A site I host is offline, throwing the error “Too many open files.” The obvious solution would be to bounce the webserver to release all the file handles, but I wanted to figure out what was using all of them and see if I could figure out why they were leaking in the first place.
I had a few hunches, so I ran lsof -p PID
on a few of them. But none of them had excessive files open.
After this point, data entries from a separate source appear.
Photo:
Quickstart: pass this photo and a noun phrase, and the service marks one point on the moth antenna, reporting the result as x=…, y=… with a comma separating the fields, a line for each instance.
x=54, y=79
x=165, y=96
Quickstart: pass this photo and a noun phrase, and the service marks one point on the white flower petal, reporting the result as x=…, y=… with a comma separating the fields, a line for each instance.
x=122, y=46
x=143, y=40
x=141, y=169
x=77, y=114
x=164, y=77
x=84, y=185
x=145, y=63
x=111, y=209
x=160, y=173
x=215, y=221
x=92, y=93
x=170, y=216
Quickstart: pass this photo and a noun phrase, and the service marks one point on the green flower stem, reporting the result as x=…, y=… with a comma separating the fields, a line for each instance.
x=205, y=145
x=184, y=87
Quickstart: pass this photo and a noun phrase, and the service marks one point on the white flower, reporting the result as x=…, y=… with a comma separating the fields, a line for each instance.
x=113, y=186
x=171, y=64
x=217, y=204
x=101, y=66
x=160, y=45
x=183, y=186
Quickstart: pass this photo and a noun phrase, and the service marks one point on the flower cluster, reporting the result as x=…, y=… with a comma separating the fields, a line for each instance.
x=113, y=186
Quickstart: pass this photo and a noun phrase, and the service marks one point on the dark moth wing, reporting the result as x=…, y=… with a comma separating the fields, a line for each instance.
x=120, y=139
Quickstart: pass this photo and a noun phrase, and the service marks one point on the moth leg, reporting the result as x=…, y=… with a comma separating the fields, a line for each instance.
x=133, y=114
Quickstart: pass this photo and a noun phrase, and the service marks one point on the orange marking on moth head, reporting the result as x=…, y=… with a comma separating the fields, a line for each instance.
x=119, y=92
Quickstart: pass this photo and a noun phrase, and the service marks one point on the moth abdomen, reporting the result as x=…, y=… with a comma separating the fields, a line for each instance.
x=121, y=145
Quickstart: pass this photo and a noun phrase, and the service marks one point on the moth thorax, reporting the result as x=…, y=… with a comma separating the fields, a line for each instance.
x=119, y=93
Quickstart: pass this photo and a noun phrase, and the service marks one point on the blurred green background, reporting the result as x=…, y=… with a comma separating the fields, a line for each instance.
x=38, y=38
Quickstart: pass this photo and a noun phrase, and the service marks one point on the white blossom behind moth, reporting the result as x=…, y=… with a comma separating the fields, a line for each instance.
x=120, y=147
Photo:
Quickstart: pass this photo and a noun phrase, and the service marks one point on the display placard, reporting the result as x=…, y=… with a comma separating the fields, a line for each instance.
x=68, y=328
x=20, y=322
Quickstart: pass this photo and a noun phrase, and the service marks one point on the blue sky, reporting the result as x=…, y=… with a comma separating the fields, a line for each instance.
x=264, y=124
After a couple of minutes of guessing, I realized this was stupid, and set out to script things.
I hacked this quick-and-dirty script together:
pids = Dir.entries('/proc/').select{|p| p.match(/\d+/)}
puts "Found #{pids.size} processes..."
pfsmap = {}
pids.each do |pid|
files = Dir.entries("/proc/#{pid}/fd").size
cmdline = File.read("/proc/#{pid}/cmdline").strip
pfsmap[pid] = {
:files => files,
:name => cmdline
puts pfsmap.sort{|a,b| a[files] <-> b[files]}
There’s got to be a better way to get a process list from procfs than regexp matching directories in /proc that are only numeric. But I do that, and, for each process, count how many entires are in /proc/PID/fd
and sort by that. So that the output isn’t just a giant mess of numbers, I also read the /proc/PID/cmdline
This is hardly a polished script, but it did the job — it identified a script that was hitting the default 1024 FD limit. I was then able to lsof
that and find… that they’re all UNIX sockets, so it’s anyone’s guess what they go to. So I just rolled Apache like a chump. Oh well. Maybe it’ll help someone else—or maybe someone knows of a less-ugly way to do some of this?